Beyond litigation defense, AuditLog is designed to support the broader compliance and governance initiatives that shippers and enterprise 3PLs increasingly require from their logistics partners. As carrier networks grow more complex and shipper expectations around carrier vetting accountability rise, having a centralized, standardized audit record becomes a competitive differentiator as much as a legal safeguard.

The window to get documentation practices in order is not indefinite

AuditLog is available for all Descartes MyCarrierPortal customers. The capability integrates into existing carrier onboarding workflows without requiring platform reconfiguration, and supports both broker and shipper use cases across a range of carrier network sizes.

Freight intermediaries across the country are still figuring out how they're going to navigate the post-Montgomery landscape. The window to get documentation practices in order is not indefinite. Claims take time to surface. By the time a broker is asked to produce records of a carrier vetting decision, that decision may be 12 or 24 months in the rearview mirror. That means the time to start building those records is now.
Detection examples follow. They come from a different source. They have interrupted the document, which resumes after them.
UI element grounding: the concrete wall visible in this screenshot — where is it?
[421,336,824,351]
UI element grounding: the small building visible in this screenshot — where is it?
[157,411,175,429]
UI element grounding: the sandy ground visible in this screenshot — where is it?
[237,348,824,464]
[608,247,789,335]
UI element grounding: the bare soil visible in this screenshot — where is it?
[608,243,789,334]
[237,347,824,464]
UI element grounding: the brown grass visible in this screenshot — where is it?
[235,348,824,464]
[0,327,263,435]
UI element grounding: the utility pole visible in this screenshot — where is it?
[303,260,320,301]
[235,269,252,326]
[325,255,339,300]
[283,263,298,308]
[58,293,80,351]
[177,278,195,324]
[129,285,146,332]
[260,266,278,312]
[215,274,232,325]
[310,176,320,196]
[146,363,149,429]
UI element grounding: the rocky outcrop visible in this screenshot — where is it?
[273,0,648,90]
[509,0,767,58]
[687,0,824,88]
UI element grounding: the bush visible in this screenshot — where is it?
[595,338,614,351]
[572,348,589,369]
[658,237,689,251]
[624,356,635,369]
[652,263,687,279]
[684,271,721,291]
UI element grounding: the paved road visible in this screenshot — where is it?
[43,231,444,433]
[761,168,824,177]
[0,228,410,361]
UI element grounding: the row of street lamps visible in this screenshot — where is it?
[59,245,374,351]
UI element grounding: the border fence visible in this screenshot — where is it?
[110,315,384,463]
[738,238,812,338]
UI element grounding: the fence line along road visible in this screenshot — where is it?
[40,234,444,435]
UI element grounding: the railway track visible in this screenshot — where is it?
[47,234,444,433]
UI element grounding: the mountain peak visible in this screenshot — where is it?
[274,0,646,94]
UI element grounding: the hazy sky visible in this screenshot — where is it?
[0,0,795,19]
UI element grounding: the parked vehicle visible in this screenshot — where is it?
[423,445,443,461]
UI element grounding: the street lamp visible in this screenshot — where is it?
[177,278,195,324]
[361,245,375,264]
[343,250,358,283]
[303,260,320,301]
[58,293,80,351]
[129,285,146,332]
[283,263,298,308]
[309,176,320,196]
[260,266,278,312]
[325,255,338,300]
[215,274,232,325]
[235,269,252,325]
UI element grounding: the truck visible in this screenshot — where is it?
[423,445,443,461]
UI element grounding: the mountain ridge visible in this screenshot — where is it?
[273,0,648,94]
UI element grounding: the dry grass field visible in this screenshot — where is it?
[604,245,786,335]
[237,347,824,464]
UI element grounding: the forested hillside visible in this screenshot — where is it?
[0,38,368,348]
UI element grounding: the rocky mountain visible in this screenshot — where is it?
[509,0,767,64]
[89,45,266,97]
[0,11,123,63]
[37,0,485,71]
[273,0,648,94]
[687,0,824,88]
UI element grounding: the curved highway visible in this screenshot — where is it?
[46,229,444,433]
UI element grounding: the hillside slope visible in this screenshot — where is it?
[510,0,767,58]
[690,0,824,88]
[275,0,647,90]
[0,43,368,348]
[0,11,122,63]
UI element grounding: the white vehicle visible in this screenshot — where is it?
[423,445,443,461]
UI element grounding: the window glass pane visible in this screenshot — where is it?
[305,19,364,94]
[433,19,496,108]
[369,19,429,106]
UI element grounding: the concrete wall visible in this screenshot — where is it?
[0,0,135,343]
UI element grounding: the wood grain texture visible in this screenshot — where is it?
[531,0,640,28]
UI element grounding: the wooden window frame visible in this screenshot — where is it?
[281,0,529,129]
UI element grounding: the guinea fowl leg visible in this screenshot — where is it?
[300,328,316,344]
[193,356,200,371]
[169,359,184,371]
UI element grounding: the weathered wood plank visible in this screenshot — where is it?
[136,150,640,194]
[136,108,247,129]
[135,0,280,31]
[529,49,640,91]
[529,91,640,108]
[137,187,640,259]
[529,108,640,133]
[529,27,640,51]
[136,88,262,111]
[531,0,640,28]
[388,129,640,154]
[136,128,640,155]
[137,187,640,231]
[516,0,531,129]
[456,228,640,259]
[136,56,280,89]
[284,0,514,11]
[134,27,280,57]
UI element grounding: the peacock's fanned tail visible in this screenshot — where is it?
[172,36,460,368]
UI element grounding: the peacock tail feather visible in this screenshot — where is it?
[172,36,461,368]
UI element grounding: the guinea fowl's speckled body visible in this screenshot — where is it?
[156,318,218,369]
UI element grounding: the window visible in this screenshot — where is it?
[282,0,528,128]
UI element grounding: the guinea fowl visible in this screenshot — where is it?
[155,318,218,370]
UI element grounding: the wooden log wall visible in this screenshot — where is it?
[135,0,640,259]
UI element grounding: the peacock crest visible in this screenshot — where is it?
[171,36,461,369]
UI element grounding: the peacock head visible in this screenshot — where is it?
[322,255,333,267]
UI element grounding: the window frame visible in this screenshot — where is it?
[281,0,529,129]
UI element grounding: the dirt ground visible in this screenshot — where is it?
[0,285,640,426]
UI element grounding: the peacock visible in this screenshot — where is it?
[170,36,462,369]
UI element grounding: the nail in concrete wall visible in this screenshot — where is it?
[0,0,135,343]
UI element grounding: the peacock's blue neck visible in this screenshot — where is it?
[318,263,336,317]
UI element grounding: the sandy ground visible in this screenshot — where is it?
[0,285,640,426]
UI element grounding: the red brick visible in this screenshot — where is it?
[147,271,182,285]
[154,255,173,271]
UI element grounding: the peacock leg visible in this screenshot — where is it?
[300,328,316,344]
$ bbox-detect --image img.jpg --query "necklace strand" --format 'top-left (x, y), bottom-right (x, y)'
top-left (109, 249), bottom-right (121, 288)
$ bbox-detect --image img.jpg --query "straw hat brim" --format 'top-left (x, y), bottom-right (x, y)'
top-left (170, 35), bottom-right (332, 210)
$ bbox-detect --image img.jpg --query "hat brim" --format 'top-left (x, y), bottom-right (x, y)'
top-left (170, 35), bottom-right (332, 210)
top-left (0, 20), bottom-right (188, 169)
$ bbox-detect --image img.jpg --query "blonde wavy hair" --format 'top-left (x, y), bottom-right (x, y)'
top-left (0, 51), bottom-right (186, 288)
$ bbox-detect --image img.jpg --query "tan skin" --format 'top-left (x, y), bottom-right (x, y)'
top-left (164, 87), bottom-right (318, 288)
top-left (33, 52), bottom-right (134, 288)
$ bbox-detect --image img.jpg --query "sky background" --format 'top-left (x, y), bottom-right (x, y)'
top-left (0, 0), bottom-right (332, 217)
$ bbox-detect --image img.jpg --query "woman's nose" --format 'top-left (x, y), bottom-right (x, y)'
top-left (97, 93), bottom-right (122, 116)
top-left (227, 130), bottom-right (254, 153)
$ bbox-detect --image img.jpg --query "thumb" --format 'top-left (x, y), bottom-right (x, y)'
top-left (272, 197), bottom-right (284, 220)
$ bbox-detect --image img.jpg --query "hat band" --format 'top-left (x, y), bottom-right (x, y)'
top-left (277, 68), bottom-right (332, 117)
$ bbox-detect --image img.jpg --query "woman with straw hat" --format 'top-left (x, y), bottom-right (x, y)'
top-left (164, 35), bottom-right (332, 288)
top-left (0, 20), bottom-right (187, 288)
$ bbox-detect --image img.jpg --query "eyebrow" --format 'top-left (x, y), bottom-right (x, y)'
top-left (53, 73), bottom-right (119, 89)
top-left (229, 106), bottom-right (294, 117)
For small carriers, the takeaway is this: when you're vetting a new broker, ask how they document their carrier approval decisions. If the answer involves verbal approvals, email threads, or TMS notes, that broker is not prepared for the post-Montgomery world. That lack of preparation may signal broader operational risk. Brokers who can't document their own vetting process are less likely to have the systems in place to pay you on time or protect you from double-brokering schemes.